A functional, potentially reversible renal failure in advanced cirrhosis. It is a diagnosis of exclusion.

• Pathophysiology: A severe progression of the same hemodynamic derangement causing ascites.
  1. Profound splanchnic vasodilation leads to severe effective hypovolemia.
  2. This causes intense renal vasoconstriction (via RAAS and SNS) to maintain systemic blood pressure.
  3. The result is drastically reduced renal perfusion and glomerular filtration rate (GFR), but the renal tubules themselves are intact (hence "functional").
• Types:
  • Type 1 HRS: Rapid, progressive renal failure (doubling of creatinine to >2.5 mg/dL in < 2 weeks). Often triggered by SBP or GI bleed. Dismal prognosis.
  • Type 2 HRS: Steady, moderate renal impairment (creatinine 1.5-2.5 mg/dL). Usually associated with refractory ascites.
• Diagnostic Clues: Oliguria, rising creatinine, very low urine sodium (< 10 mmol/L), and bland urine sediment (no cells/casts).

The most common primary liver cancer and a major cause of death in cirrhotic patients. Cirrhosis is the single greatest risk factor.

• Epidemiology in HK: 80% of HCC in Hong Kong occurs in HBsAg-positive individuals ^[5]. HCC complicates HCV almost exclusively on a background of cirrhosis (100%), while it can occur in non-cirrhotic livers in HBV (20%) due to HBV's direct oncogenic effect ^[6].
• Pathogenesis: Chronic inflammation, hepatocyte regeneration, and genetic mutations (e.g., p53 from aflatoxin) lead to dysplastic nodules and eventually HCC. The whole cirrhotic liver is at risk ("field cancerization").
• Why Prognosis is Often Poor: Patients are often asymptomatic until the tumor is large (>8 cm) ^[7]. The underlying cirrhosis limits treatment options (resection, transplant) and predisposes to liver failure post-treatment. HCC also has a high propensity for vascular invasion (portal vein thrombosis) and intrahepatic metastasis ^[5].
• Screening: All cirrhotic patients should have 6-monthly ultrasound and AFP surveillance.

• Hepatic Hydrothorax: Pleural effusion (usually right-sided) due to passage of ascitic fluid through diaphragmatic defects. Managed like ascites.
• Hepatopulmonary Syndrome (HPS): Triad of cirrhosis, hypoxemia, and intrapulmonary vascular dilatations. Patients develop platypnea (shortness of breath when upright) and orthodeoxia (worsening hypoxia when upright). Clubbing is common.
• Portopulmonary Hypertension (POPH): Pulmonary arterial hypertension (mean PA pressure >25 mmHg) in the setting of portal hypertension. Presents with dyspnea, fatigue, and can lead to right heart failure.
• Cirrhotic Cardiomyopathy: Impaired cardiac contractility and response to stress in the setting of cirrhosis, despite a normal or high resting cardiac output. Can unmask during procedures like TIPS or transplant.

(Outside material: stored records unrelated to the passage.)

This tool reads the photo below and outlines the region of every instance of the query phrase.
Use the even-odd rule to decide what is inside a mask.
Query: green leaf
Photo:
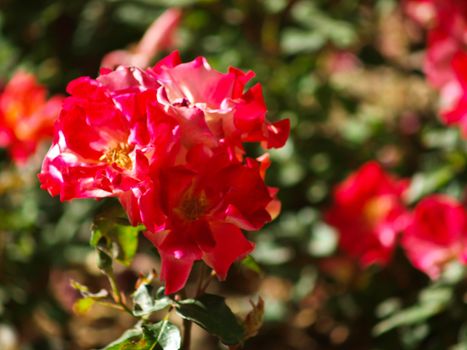
[[[258,265],[256,260],[251,256],[246,256],[242,261],[241,264],[245,266],[248,270],[256,272],[258,275],[263,274],[261,267]]]
[[[453,345],[449,350],[467,350],[467,324],[463,323],[457,334],[458,343]]]
[[[97,267],[105,273],[112,272],[112,257],[103,250],[97,251]]]
[[[133,304],[133,315],[141,317],[165,309],[172,304],[172,300],[164,295],[164,287],[154,293],[153,286],[141,284],[133,294]]]
[[[338,235],[332,226],[317,223],[310,236],[308,252],[315,257],[329,256],[337,248]]]
[[[74,280],[71,280],[70,285],[73,289],[77,290],[82,296],[81,299],[78,299],[73,304],[73,311],[78,315],[84,315],[92,308],[96,300],[104,299],[109,295],[109,293],[105,289],[101,289],[97,293],[92,293],[89,291],[89,288],[87,286]]]
[[[347,47],[357,39],[353,26],[337,20],[319,9],[312,1],[300,1],[292,8],[292,17],[297,23],[318,34],[323,42],[331,41],[338,47]]]
[[[100,218],[93,224],[90,244],[111,259],[128,266],[138,249],[138,233],[141,229],[141,226],[134,227],[118,220]],[[108,263],[105,256],[99,255],[99,258]]]
[[[281,48],[286,54],[300,52],[315,52],[321,49],[326,39],[319,32],[312,32],[294,28],[284,29],[281,37]]]
[[[144,333],[156,338],[157,344],[163,350],[178,350],[181,345],[180,331],[167,320],[154,325],[143,325]],[[153,345],[154,347],[154,345]]]
[[[243,327],[245,329],[244,339],[249,339],[258,334],[259,329],[264,321],[264,300],[259,297],[258,302],[255,304],[250,300],[252,310],[246,315],[243,320]]]
[[[92,308],[95,302],[96,301],[93,298],[78,299],[73,304],[73,311],[78,315],[84,315]]]
[[[182,318],[195,322],[224,344],[239,344],[244,338],[243,327],[225,299],[218,295],[203,294],[196,299],[182,300],[177,303],[176,310]]]
[[[156,324],[138,324],[102,350],[178,350],[178,328],[167,320]]]
[[[442,312],[452,298],[452,290],[447,287],[433,286],[420,293],[417,304],[403,309],[382,322],[378,323],[373,334],[376,336],[400,326],[411,326],[424,322],[425,320]]]
[[[101,289],[100,291],[96,292],[96,293],[92,293],[89,291],[89,288],[75,280],[71,280],[70,282],[70,285],[73,289],[77,290],[78,292],[80,292],[80,294],[84,297],[84,298],[92,298],[92,299],[103,299],[103,298],[106,298],[109,293],[105,290],[105,289]]]
[[[146,339],[144,339],[143,330],[134,328],[129,329],[121,335],[120,338],[113,341],[102,350],[143,350],[149,349]]]
[[[415,174],[407,191],[407,202],[410,204],[415,203],[424,196],[438,191],[439,188],[452,180],[455,175],[456,169],[453,169],[449,165]]]
[[[417,324],[438,314],[440,311],[442,310],[436,304],[412,306],[378,323],[373,329],[373,333],[378,336],[396,327]]]

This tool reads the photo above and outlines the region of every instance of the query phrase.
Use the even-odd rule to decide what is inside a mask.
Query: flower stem
[[[199,269],[198,285],[196,287],[195,298],[199,297],[201,294],[204,293],[203,281],[204,281],[205,273],[206,273],[206,265],[202,264],[200,269]]]
[[[195,298],[199,297],[206,291],[209,283],[212,280],[212,274],[208,276],[207,281],[205,282],[205,275],[207,272],[207,266],[202,264],[199,271],[198,284],[196,286]],[[183,350],[190,350],[191,346],[191,328],[193,322],[187,319],[183,319]]]
[[[183,319],[183,350],[190,350],[192,326],[193,326],[192,321]]]
[[[209,276],[206,278],[206,281],[204,282],[204,284],[201,284],[200,288],[198,289],[199,290],[198,295],[204,294],[206,292],[206,289],[208,289],[209,285],[214,280],[214,277],[216,277],[216,272],[211,271]]]

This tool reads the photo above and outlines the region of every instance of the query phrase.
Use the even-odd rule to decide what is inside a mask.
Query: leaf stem
[[[163,323],[162,323],[159,335],[157,336],[156,341],[154,342],[154,344],[152,344],[152,346],[151,346],[151,348],[149,350],[154,350],[156,348],[156,345],[159,344],[159,342],[161,340],[161,337],[162,337],[162,334],[164,334],[164,330],[167,327],[167,324],[169,322],[169,314],[170,314],[170,311],[164,316],[164,319],[162,320]]]
[[[120,305],[123,310],[125,310],[127,313],[133,316],[133,312],[130,310],[128,305],[123,301],[122,299],[122,293],[120,292],[120,289],[118,288],[117,280],[115,279],[115,274],[113,271],[107,271],[105,273],[109,280],[110,288],[112,288],[112,295],[114,297],[114,301]]]
[[[126,311],[121,305],[110,303],[110,302],[107,302],[107,301],[96,300],[96,304],[99,304],[99,305],[102,305],[102,306],[105,306],[105,307],[109,307],[111,309]]]

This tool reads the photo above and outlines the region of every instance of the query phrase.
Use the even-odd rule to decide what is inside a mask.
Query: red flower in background
[[[428,33],[425,73],[431,84],[442,88],[454,79],[451,62],[467,47],[467,4],[463,1],[435,2],[435,25]]]
[[[334,190],[326,221],[337,229],[341,249],[362,266],[389,262],[406,224],[402,195],[407,185],[369,162]]]
[[[429,26],[424,70],[441,94],[441,117],[459,124],[467,135],[467,2],[457,0],[407,0],[405,11]]]
[[[402,9],[405,14],[421,26],[429,26],[436,18],[434,0],[403,0]]]
[[[446,263],[467,261],[466,243],[464,207],[441,195],[426,197],[418,203],[402,238],[412,264],[433,279],[439,277]]]
[[[429,28],[424,70],[442,88],[454,79],[451,61],[467,45],[467,3],[458,0],[407,0],[405,12]]]
[[[101,67],[125,65],[146,68],[159,51],[172,47],[181,17],[180,9],[165,10],[146,30],[136,47],[109,52],[102,59]]]
[[[203,57],[181,63],[175,52],[147,70],[72,81],[42,188],[62,200],[118,197],[159,250],[166,293],[185,285],[195,260],[224,279],[253,249],[241,229],[280,210],[264,183],[269,158],[245,158],[243,143],[280,147],[289,121],[266,120],[261,86],[244,91],[252,77],[219,73]]]
[[[452,60],[455,78],[441,90],[441,116],[446,124],[458,124],[467,137],[467,53]]]
[[[44,139],[52,138],[62,97],[47,100],[47,90],[36,78],[18,71],[0,94],[0,147],[16,163],[24,163]]]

• Pruritus: Debilitating itching due to retained bile acids and other pruritogens. Worse at night.
• Steatorrhea & Fat-Soluble Vitamin (A, D, E, K) Deficiency: Due to reduced bile acid secretion, impairing fat digestion and absorption. Can lead to night blindness (Vit A), osteomalacia/osteoporosis (Vit D), neuropathy (Vit E), and coagulopathy (Vit K).
• Hepatic Osteodystrophy: Metabolic bone disease (osteoporosis/osteopenia) from vitamin D deficiency, chronic inflammation, and direct inhibitory effects of cholestasis on osteoblasts.
• Hyperlipidemia: Particularly in PBC, with a characteristic elevation of lipoprotein-X. Notably, this does not seem to increase atherosclerotic risk.
• Cholangiocarcinoma: A major life-threatening complication of Primary Sclerosing Cholangitis (PSC). The risk is lifelong, and screening with MRI/MRCP and CA19-9 is recommended.